Secondly, flexion is not the only movement that should be used to train your abdominals. Your abs also control lateral movement and rotation. But the main function of the abdominals (and I’m talking internal obliques, external obliques, rectius abdominus and transverse abdominus) is most likely stability of the spine rather than any type of mobility. All the above mentioned muscle groups have muscle fibers that run in different directions in order to provide stability. Which is why heavily loaded exercises that force stability of the abs (ie. heavy squats) can be so fatiguing. Certainly the abs do contribute to mobility as well, so that form of training should not be overlooked, but it is not the only function, either.

Hope that all makes sense.

[quote]tdrink wrote:

Weighted situps of any kind, but especially on a decline, work the psoas (hip flexor) muscles through much of the range of motion. There are certainly more ideal methods for training the abs through flexion.

Secondly, flexion is not the only movement that should be used to train your abdominals. Your abs also control lateral movement and rotation. But the main function of the abdominals (and I’m talking internal obliques, external obliques, rectius abdominus and transverse abdominus) is most likely stability of the spine rather than any type of mobility. All the above mentioned muscle groups have muscle fibers that run in different directions in order to provide stability. Which is why heavily loaded exercises that force stability of the abs (ie. heavy squats) can be so fatiguing. Certainly the abs do contribute to mobility as well, so that form of training should not be overlooked, but it is not the only function, either.

Hope that all makes sense.[/quote]

Well then tell us the most effective way to train your abs without working those damn hip flexors. You don’t have to say squat, press, or deadlift because we all already do those.

[quote]elano wrote:
tdrink wrote:

Weighted situps of any kind, but especially on a decline, work the psoas (hip flexor) muscles through much of the range of motion. There are certainly more ideal methods for training the abs through flexion.

Secondly, flexion is not the only movement that should be used to train your abdominals. Your abs also control lateral movement and rotation. But the main function of the abdominals (and I’m talking internal obliques, external obliques, rectius abdominus and transverse abdominus) is most likely stability of the spine rather than any type of mobility. All the above mentioned muscle groups have muscle fibers that run in different directions in order to provide stability. Which is why heavily loaded exercises that force stability of the abs (ie. heavy squats) can be so fatiguing. Certainly the abs do contribute to mobility as well, so that form of training should not be overlooked, but it is not the only function, either.

Hope that all makes sense.

Well then tell us the most effective way to train your abs without working those damn hip flexors. You don’t have to say squat, press, or deadlift because we all already do those.[/quote]
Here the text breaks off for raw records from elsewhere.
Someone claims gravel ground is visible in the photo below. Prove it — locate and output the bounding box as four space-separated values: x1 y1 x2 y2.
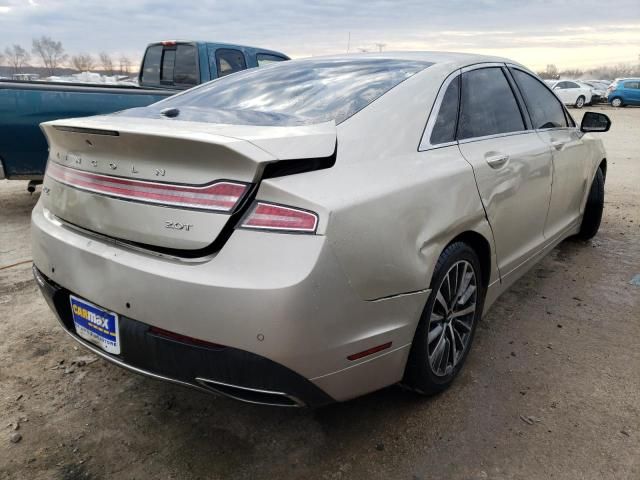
0 107 640 480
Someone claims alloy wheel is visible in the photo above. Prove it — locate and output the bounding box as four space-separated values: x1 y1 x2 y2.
427 260 478 377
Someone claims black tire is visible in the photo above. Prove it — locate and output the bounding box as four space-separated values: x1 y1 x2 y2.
578 168 604 240
609 97 625 107
402 242 486 395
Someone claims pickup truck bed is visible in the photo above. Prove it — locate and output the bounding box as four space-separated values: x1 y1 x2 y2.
0 80 176 180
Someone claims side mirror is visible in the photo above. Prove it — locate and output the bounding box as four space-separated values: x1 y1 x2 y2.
580 112 611 133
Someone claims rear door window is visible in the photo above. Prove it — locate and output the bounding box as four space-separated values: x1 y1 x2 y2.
140 45 162 85
256 53 286 67
511 69 567 129
458 67 525 140
429 76 460 145
216 48 247 77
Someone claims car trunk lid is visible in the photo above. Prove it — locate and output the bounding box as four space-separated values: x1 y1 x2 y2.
42 116 336 250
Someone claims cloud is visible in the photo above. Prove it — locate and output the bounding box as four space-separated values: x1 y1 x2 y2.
0 0 640 67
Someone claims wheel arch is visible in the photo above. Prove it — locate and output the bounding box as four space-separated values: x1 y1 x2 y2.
440 230 492 288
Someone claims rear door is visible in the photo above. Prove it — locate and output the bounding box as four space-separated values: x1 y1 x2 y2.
511 68 590 238
458 65 552 276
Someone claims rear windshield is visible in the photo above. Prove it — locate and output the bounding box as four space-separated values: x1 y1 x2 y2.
140 44 198 87
141 58 432 125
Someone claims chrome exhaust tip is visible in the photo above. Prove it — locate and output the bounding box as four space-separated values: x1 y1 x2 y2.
196 377 305 407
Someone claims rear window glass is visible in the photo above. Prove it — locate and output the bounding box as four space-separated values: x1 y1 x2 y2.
160 50 176 83
216 48 247 77
173 45 198 85
141 45 162 84
152 58 432 125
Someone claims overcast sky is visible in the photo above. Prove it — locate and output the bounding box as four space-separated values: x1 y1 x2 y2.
0 0 640 69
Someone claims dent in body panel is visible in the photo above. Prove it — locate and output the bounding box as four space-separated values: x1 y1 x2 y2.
327 146 492 300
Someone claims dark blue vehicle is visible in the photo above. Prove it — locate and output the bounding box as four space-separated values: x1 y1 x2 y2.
0 41 289 184
607 78 640 107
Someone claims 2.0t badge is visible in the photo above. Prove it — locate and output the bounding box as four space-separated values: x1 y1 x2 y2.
164 221 193 232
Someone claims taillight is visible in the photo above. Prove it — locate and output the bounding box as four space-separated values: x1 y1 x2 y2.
240 202 318 233
47 162 248 212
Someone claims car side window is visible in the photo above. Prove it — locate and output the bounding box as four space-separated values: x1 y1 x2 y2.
256 53 286 67
216 48 247 77
429 75 460 145
458 67 525 140
511 69 567 129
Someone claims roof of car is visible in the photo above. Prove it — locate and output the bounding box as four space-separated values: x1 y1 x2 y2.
299 51 520 68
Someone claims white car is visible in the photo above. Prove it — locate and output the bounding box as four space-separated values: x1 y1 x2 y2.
547 80 593 108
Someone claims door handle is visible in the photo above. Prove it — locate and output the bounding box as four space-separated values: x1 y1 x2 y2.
484 153 509 168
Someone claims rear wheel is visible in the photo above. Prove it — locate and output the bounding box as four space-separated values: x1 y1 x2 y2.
578 168 604 240
403 242 485 395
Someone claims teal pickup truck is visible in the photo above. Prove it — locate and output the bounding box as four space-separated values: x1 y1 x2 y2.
0 41 289 187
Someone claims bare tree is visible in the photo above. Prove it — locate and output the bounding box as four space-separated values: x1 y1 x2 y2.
4 44 31 73
538 63 559 80
71 53 95 72
100 52 113 75
120 55 131 75
31 35 67 75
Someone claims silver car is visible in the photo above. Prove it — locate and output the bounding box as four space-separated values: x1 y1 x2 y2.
32 52 610 406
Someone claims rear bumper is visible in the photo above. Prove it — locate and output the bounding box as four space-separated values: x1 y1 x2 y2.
33 266 334 407
31 204 428 405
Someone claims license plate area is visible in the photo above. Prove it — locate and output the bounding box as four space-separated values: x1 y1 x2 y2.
69 295 120 355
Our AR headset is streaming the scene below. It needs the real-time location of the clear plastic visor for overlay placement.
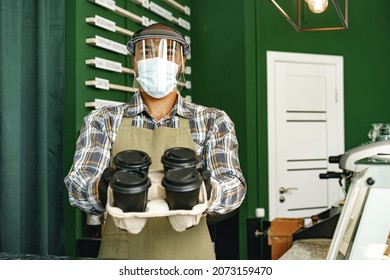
[135,38,183,65]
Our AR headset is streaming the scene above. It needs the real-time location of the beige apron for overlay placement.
[98,117,215,260]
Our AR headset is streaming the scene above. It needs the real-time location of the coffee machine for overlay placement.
[293,123,390,246]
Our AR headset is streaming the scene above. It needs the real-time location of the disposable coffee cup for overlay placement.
[114,150,152,176]
[161,147,198,171]
[110,170,151,212]
[161,167,203,210]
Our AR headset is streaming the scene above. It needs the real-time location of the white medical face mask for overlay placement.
[137,57,179,98]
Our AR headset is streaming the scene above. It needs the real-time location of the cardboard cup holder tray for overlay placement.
[106,170,207,234]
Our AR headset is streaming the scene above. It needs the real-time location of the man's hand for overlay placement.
[98,167,115,208]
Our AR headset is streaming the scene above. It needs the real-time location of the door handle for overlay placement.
[279,187,298,194]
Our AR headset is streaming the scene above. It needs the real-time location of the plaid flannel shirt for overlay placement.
[64,93,246,214]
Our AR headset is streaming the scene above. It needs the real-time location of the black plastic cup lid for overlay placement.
[114,150,152,168]
[161,147,198,167]
[110,170,151,194]
[161,167,203,192]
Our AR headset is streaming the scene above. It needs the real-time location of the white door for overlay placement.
[267,49,344,220]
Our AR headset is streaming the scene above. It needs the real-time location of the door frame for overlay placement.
[267,51,345,220]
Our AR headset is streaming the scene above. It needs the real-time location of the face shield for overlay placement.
[134,38,185,98]
[127,24,190,98]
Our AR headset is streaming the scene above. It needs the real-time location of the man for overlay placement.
[65,23,246,259]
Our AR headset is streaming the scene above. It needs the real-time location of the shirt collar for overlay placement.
[125,91,193,119]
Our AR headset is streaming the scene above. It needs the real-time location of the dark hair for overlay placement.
[127,23,191,56]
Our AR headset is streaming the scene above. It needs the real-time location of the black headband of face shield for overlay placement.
[127,23,191,56]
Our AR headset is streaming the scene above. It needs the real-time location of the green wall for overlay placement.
[191,0,390,258]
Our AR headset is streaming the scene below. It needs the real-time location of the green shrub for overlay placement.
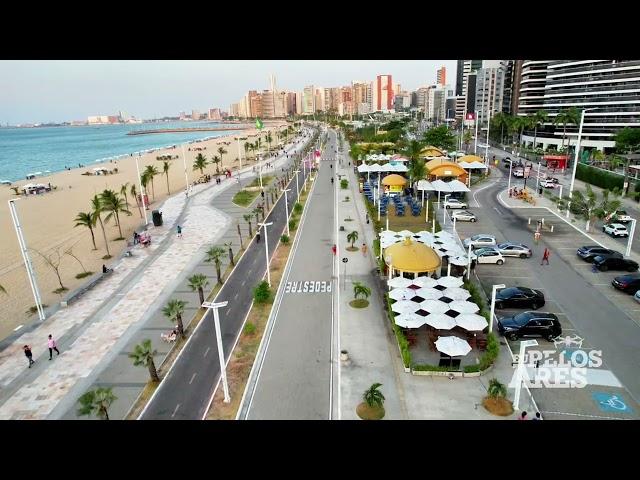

I would say good abdominal exercises that minimize hip flexor action would be kneeling cable crunches, planks and other isometric holds, russian chair twists and woodchoppers to name a few. They do not eliminate hip flexor action, but they certainly minimize it more than sit-up variations.

And I hope you didn’t interpret my post as cutting on you, because that was not my intention.

what would be the best exercise for building your lower abbs?